What to Do When You’re Triggered?

Earlier in the week, a series of events unfolded in a group, the details of which are irrelevant. The outcome is where I’m focusing today. As people interacted, the scene became more and more like ones I went through very frequently when the organization I was working for was undergoing a crisis. And it was hard on the participants.

Even good teams have trouble putting everything together correctly sometimes. Photo:  @Nodar77 via Twenty20

I needed to provide input, redirect the conversation, or in some way diffuse the situation, but I could not. I mentally froze up, as I retreated into a way of feeling and acting from over a decade ago. I didn’t get memory flashbacks, but my emotions went into overdrive and I could FEEL the atmosphere at my old job when volunteers I directed and others at the organization were engaged in unpleasant and unproductive exchanges.

I was triggered, I guess. My current set of coping mechanisms helped me, at least a little. I didn’t burst into tears or run out of the room, like I might have over a decade ago. Instead, I played a word game on my phone, since all my life I’ve coped with being overwhelmed by doing something with my hands (hence all that knitting and playing of Bejeweled). I find that when a good chunk of my brain is busy on a soothing task, I can make better use of the rest of the ole noggin.

Now we know why some people doodle when stressed. Moving helps. Photo:  @davealmighty via Twenty20

But, on the other hand, I didn’t help much at all. I froze. When the event was over, I went to a place all by myself and paced around, at least 15 minutes, according to the exercise tracker. I think well when walking, too. Obviously I have a movement theme going. Finally, I came up with something to say and was able to be supportive and kind. But, it was too late to have the best possible outcome. I sure regret that.

Question for the Audience

I do wonder, though, how do others of you deal when past traumas come out of nowhere and make you briefly unable to participate in something you’re supposed to be doing? I’d love some input.

comment or something!

What My Trigger Did for Me

Often a surprise situation can teach us, or at least remind us to stay on our path. With the situation that got me upset, I realized it could easily be handled in a different way if everyone had looked at things from each other’s perspectives, acknowledged they perceived things differently, and looked for a solution that would be beneficial to all. I hoped I had helped lead to such a situation in the end, but it was not to be.

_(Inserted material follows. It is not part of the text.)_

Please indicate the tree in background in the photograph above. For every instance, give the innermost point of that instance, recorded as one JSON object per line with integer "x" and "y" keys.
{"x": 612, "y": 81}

I say this to all of you! Photo: @wendeewingfield via Twenty20

I do appreciate that I got the chance to remind myself of how I want to behave in stressful situations, and I also appreciate that when people are tired and have other things in their life that make it hard to be as patient and/or empathetic, they can realize it later and work to do better.

That’s what I’m doing, anyway. I want more than anything for my friends and associates to be able to work through hard times and come out with productive solutions and wisdom. I know it isn’t easy. I’m sending love to all the people I formerly worked with and those I currently work with, because I know it’s not always easy being on a team.

Author: Sue Ann (Suna) Kendall

The person behind The Hermits' Rest blog and many others. I'm a certified Texas Master Naturalist and love the nature of Milam County. I manage technical writers in Austin, help with Hearts Homes and Hands, a personal assistance service, in Cameron, and serve on three nonprofit boards. You may know me from La Leche League, knitting, iNaturalist, or Facebook. I'm interested in ALL of you!

2 thoughts on “What to Do When You’re Triggered?”

  1. This is a timely post for me because I’ve had a parallel experience quite recently. For the second time in my life I work for an organization at a time when the person who had been leading it for decades has recently been replaced by someone new.

    The changes that are happening now echo ones that happened in a job I had decades ago, although I did not consciously make the connection until last week. (Changes in benefits, time keeping, etc.) Once I realized my anxiety was spiraling out of control largely due to reliving my feelings from the past, that resolved about half of my internal struggle.

    I made a list of things I wish I had done then, and am doing them this time.